I believe this may offer you some peace.

I wish you a very happy New Year, and an easy fast.

(name withheld)

4 thoughts on “The School Reunion (A Personal Story)

  1. Kudos to Linda for writing that letter. Like her, I also attended a fancy New York City private school, which also wasn’t nearly as diverse as it pretended to be; since it mostly had rich white kids and wannabe rich kids. I went to this school in the 70s and 80s. I also didn’t fit in at this school because I wasn’t from a wealthy, socially prominent New York family.

    To be fair, some of those students were nice, so what I’m about to say is not directed at them. It is only directed at the ones that hated me so much.

    At that time, it hurt not to fit in, but I now consider their dislike of me a compliment. I consider them the biggest doofuses I have ever met in my entire life. I wouldn’t be surprised if they’re still bad-mouthing me. They probably have nothing better to do. Let them. As long as they’re out of my life, that’s all I care about.

    There is no way I would ever attend any reunions. Several of my ex-classmates emailed me and tried to Facebook-friend me, but I also ignored them all.

    • I had the same experience as you did, although in public school amongst classmates who were all much wealthier than I was.

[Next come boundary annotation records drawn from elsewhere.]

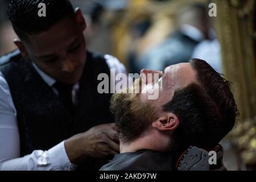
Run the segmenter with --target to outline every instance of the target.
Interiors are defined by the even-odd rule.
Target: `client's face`
[[[159,78],[155,80],[154,74],[157,74]],[[148,76],[150,75],[151,77]],[[162,106],[172,98],[175,90],[196,82],[196,72],[190,63],[168,67],[163,73],[143,69],[141,77],[134,81],[132,88],[126,89],[138,92],[116,93],[112,97],[111,109],[121,134],[121,139],[124,142],[139,137],[155,119],[161,116],[163,112]],[[148,79],[151,77],[153,79]],[[148,100],[152,90],[158,92],[158,97]]]

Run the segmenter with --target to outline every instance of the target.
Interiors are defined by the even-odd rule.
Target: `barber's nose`
[[[72,61],[68,59],[66,59],[64,61],[62,71],[64,72],[71,73],[72,72],[74,69],[75,66]]]
[[[141,71],[141,77],[142,80],[146,82],[146,84],[148,83],[147,79],[148,79],[149,78],[151,78],[151,80],[150,80],[149,81],[155,82],[157,81],[155,80],[155,74],[158,74],[158,78],[160,78],[163,75],[162,72],[158,71],[143,69]]]

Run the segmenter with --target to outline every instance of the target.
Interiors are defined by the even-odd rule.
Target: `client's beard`
[[[139,86],[139,88],[138,88]],[[155,108],[147,101],[141,101],[141,79],[134,81],[133,88],[126,88],[127,93],[115,93],[111,99],[110,109],[115,116],[115,126],[120,133],[120,140],[129,143],[138,138],[156,118]],[[128,93],[129,89],[133,93]]]

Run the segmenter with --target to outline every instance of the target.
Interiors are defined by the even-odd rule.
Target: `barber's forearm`
[[[64,142],[47,151],[36,150],[23,158],[0,163],[2,171],[68,171],[75,168],[67,155]]]

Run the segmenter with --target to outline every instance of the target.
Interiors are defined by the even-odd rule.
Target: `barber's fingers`
[[[115,151],[114,150],[112,150],[111,148],[110,148],[109,150],[109,154],[110,154],[110,155],[115,155],[118,154],[119,153],[119,152],[117,152],[117,151]]]
[[[120,148],[119,148],[119,146],[118,143],[117,143],[116,142],[115,142],[114,141],[113,141],[112,139],[111,139],[109,138],[108,138],[106,139],[106,142],[108,143],[108,144],[109,144],[109,146],[112,149],[114,150],[115,151],[116,151],[118,153],[120,152]]]

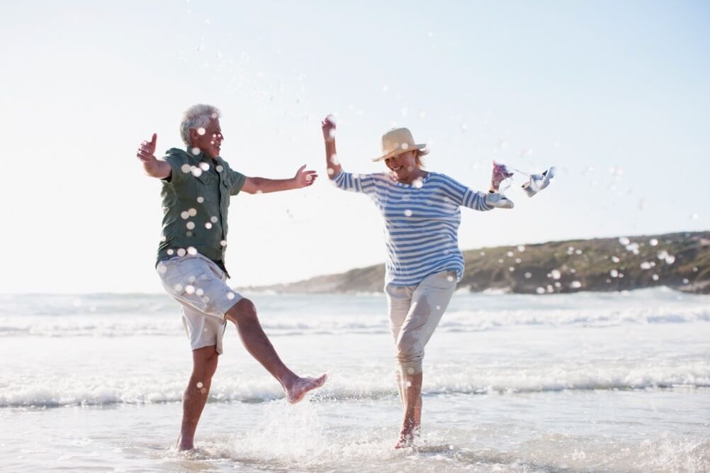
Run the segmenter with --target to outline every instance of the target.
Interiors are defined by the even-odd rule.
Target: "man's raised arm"
[[[307,187],[315,182],[318,174],[315,170],[304,170],[303,165],[290,179],[267,179],[266,178],[247,178],[241,190],[248,194],[277,192]]]

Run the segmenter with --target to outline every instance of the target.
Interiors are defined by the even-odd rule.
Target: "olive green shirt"
[[[224,268],[229,197],[239,193],[246,176],[232,170],[222,158],[212,159],[202,152],[195,156],[173,148],[163,159],[171,173],[162,181],[158,261],[196,251]]]

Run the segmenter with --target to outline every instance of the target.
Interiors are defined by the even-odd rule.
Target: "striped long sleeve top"
[[[385,283],[413,286],[427,276],[455,271],[464,273],[459,249],[460,207],[490,210],[485,192],[471,190],[447,175],[429,173],[422,180],[403,184],[386,173],[341,172],[334,179],[340,189],[366,195],[385,223]]]

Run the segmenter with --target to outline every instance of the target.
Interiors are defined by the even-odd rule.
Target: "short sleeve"
[[[246,182],[246,176],[241,173],[233,170],[231,168],[228,168],[227,169],[229,173],[229,182],[231,183],[231,185],[229,186],[229,194],[231,195],[236,195],[241,190],[241,188],[244,187],[244,183]]]
[[[178,184],[185,180],[187,175],[190,174],[190,164],[184,155],[168,151],[168,154],[163,158],[163,161],[170,165],[170,175],[165,179],[160,180],[163,183]],[[187,173],[183,171],[182,167],[185,165],[188,166],[188,172]]]

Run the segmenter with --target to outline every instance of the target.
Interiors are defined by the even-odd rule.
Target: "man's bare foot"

They hated me then, and I’m pretty sure that some of them still hate me now. I’m totally okay with that but still can’t believe they want to waste time and emotional energy on hating me. But whatever. My life goes on.

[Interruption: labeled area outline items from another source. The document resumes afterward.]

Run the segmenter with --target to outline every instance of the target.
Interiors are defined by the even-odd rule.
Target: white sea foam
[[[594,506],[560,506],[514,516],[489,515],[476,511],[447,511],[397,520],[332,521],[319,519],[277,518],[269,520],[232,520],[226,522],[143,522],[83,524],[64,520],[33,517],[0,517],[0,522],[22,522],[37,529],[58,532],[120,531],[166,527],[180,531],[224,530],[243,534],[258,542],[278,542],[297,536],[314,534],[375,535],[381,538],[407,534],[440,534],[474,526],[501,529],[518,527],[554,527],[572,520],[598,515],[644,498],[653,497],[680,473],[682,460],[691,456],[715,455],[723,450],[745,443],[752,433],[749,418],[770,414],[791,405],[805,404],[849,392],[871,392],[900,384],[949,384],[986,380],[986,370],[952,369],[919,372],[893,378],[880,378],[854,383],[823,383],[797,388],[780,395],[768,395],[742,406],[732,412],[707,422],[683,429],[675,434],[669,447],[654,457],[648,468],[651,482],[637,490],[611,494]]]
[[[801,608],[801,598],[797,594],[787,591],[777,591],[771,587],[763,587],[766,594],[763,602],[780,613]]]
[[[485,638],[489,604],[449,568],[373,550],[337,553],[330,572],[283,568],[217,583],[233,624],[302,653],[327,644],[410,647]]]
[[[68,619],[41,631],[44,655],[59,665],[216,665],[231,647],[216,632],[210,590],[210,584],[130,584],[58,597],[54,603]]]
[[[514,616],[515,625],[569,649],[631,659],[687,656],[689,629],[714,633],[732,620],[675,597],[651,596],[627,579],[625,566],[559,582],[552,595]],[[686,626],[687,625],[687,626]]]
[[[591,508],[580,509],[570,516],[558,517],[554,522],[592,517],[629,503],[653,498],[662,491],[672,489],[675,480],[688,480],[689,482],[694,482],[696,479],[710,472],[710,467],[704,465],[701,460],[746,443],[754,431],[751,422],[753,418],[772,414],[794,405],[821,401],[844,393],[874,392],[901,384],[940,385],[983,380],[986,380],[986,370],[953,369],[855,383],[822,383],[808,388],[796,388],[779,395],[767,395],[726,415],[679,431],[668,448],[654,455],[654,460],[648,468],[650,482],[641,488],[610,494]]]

      • Thanks for sharing. There are so many of us who dealt with this experience. It’s not just kids being kids. I would hope they don’t hate you now as we all grow up. But certainly some more than others. For me, I try not to even think about those people as I do not need negative people in my life anymore. All my best.

  2. I was bullied by girls who started as my friends. It was devastating. All because I was befriending someone they dispised. They tormented this poor girl I stood up to them and the responded by unleashing their torment on me..high treason! 25 years flash forward…reunion….do I go? Conflicted…my inner self says …tell em off! My adult self says…be nice. Just seeing their faces…if they show…might trigger a moral boxer. DING!